Dentro da tempestade é difícil perceber os limites do que pode ser dito e escrito, sem cair na fífia ou no disparate. Há contudo, um tema absolutamente incontornável, que esteve sempre latente e agora ganha uma evidência ensurdecedora: o que vai acontecer a essa instituição a quem todos agora suplicam? Qual vai ser o futuro do Estado, ao seio do qual todos agora se acolhem, das influentes multinacionais do sector automóvel ou da aviação civil aos humildes trabalhadores eventuais do turismo e da restauração? Importa recordar de onde viemos. Foi o Estado, esse “deus mortal”, na rigorosa expressão do genial Thomas Hobbes (1588-1679), que salvou a democracia representativa em que, apesar dos desvios demagógicos e plutocráticos, grande parte do Ocidente ainda vive O grande estadista do século XX foi o presidente norte-americano Franklin Delano Roosevelt (FDR).

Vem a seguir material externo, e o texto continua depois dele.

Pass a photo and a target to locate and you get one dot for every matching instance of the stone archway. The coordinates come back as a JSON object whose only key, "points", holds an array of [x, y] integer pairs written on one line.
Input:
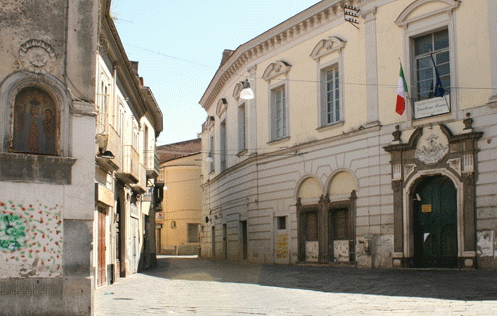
{"points": [[433, 151]]}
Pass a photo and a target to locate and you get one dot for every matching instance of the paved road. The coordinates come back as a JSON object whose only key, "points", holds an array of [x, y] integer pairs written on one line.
{"points": [[190, 286]]}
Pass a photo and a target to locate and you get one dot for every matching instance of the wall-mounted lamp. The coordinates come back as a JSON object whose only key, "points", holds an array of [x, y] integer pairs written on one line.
{"points": [[247, 93]]}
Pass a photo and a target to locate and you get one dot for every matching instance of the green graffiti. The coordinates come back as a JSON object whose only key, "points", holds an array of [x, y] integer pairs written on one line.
{"points": [[12, 232]]}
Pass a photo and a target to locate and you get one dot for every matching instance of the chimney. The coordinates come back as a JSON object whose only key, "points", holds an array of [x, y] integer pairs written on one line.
{"points": [[226, 54]]}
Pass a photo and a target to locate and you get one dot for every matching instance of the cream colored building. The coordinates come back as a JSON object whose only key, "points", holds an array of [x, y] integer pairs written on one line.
{"points": [[47, 157], [128, 123], [319, 167], [179, 220]]}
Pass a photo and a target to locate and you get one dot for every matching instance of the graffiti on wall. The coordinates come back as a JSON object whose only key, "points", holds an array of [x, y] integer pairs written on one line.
{"points": [[30, 240], [281, 246]]}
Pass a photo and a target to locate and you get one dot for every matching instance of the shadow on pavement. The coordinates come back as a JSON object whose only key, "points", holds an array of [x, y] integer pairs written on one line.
{"points": [[467, 285]]}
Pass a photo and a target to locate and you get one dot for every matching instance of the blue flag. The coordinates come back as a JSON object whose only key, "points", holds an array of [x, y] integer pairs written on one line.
{"points": [[439, 89]]}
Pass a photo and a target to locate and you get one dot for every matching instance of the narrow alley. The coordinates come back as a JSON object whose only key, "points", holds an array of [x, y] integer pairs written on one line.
{"points": [[194, 286]]}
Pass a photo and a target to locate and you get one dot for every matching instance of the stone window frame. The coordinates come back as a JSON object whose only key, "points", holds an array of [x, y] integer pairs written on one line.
{"points": [[24, 167], [415, 26], [324, 49]]}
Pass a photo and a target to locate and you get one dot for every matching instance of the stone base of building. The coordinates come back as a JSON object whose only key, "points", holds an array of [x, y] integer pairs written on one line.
{"points": [[46, 296]]}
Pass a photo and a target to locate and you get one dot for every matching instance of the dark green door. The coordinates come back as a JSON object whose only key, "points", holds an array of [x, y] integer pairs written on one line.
{"points": [[435, 223]]}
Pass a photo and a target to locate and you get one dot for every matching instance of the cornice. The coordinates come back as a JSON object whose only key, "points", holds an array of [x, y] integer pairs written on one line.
{"points": [[285, 32], [119, 58]]}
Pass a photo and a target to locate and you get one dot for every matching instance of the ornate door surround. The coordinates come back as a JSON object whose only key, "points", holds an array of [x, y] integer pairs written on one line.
{"points": [[432, 151]]}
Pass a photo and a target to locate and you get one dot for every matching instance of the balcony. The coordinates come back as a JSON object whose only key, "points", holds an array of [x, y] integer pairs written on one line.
{"points": [[141, 185], [151, 163], [113, 147], [130, 166]]}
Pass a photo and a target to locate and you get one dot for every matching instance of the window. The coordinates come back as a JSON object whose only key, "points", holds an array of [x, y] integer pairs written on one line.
{"points": [[223, 149], [193, 233], [136, 135], [211, 154], [102, 104], [429, 50], [242, 128], [120, 119], [330, 100], [35, 122], [279, 113], [281, 222], [431, 55]]}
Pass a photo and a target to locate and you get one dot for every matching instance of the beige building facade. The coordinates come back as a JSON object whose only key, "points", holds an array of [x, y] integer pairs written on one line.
{"points": [[179, 219], [319, 166], [77, 158], [47, 157], [128, 123]]}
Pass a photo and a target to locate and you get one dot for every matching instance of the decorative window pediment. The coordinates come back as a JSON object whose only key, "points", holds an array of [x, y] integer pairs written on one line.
{"points": [[421, 9], [276, 69], [327, 46], [222, 104], [236, 91]]}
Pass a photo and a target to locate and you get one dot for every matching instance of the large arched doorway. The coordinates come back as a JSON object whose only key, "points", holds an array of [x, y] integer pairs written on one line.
{"points": [[435, 223]]}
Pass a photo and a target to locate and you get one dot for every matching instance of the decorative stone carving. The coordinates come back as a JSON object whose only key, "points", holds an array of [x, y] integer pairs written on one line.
{"points": [[455, 164], [275, 69], [431, 149], [409, 169], [397, 172], [327, 46], [37, 56], [468, 163], [468, 122]]}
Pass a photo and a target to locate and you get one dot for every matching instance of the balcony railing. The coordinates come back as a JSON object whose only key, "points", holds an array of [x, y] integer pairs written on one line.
{"points": [[151, 163], [130, 166]]}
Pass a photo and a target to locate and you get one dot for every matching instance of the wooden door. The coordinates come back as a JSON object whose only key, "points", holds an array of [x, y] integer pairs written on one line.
{"points": [[435, 223], [101, 278]]}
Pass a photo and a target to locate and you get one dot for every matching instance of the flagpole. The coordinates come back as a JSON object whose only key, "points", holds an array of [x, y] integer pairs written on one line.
{"points": [[438, 84]]}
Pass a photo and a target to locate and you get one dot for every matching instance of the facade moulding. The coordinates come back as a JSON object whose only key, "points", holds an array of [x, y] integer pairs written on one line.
{"points": [[287, 31], [291, 152]]}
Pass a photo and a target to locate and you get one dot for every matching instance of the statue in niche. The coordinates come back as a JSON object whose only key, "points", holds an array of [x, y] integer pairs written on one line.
{"points": [[35, 122]]}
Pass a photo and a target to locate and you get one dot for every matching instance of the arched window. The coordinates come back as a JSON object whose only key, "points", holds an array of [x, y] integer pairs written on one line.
{"points": [[36, 122]]}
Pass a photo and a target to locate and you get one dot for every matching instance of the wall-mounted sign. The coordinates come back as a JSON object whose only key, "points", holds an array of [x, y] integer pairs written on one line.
{"points": [[430, 107], [426, 208]]}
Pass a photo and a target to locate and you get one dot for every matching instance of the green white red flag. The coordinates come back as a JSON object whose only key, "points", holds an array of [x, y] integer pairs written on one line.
{"points": [[401, 93]]}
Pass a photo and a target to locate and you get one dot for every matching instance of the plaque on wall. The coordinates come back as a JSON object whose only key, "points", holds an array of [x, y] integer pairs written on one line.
{"points": [[426, 208], [341, 250]]}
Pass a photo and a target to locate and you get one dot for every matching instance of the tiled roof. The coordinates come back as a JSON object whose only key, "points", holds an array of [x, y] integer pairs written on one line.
{"points": [[177, 150]]}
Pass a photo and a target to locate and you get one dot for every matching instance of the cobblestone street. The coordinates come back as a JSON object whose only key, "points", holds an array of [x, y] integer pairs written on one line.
{"points": [[191, 286]]}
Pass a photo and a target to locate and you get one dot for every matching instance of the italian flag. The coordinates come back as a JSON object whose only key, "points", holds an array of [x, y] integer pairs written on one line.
{"points": [[401, 93]]}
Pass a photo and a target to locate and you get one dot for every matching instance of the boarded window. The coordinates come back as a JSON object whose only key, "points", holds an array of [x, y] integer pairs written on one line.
{"points": [[193, 235], [35, 123]]}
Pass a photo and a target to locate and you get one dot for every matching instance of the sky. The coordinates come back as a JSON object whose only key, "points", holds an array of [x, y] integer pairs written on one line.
{"points": [[179, 45]]}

Entre 1933 e a sua morte em 1945. FDR reconstruiu o federalismo norte-americano, através de leis e instituições que defendiam a sociedade contra o capital financeiro sem destruir a capacidade de iniciativa do mercado; no plano internacional não só liderou o combate vitorioso contra as potências do Eixo, do Atlântico ao Pacífico, como lançou as bases de um sistema internacional orientado pela procura da paz com ordem, que ainda sobrevive no que sobra das Nações Unidas. Se os EUA tivessem sido liderados pela America First de Charles Lindbergh, a Europa e a Ásia teriam caído no inferno do jugo totalitário, racista e militarista do Eixo.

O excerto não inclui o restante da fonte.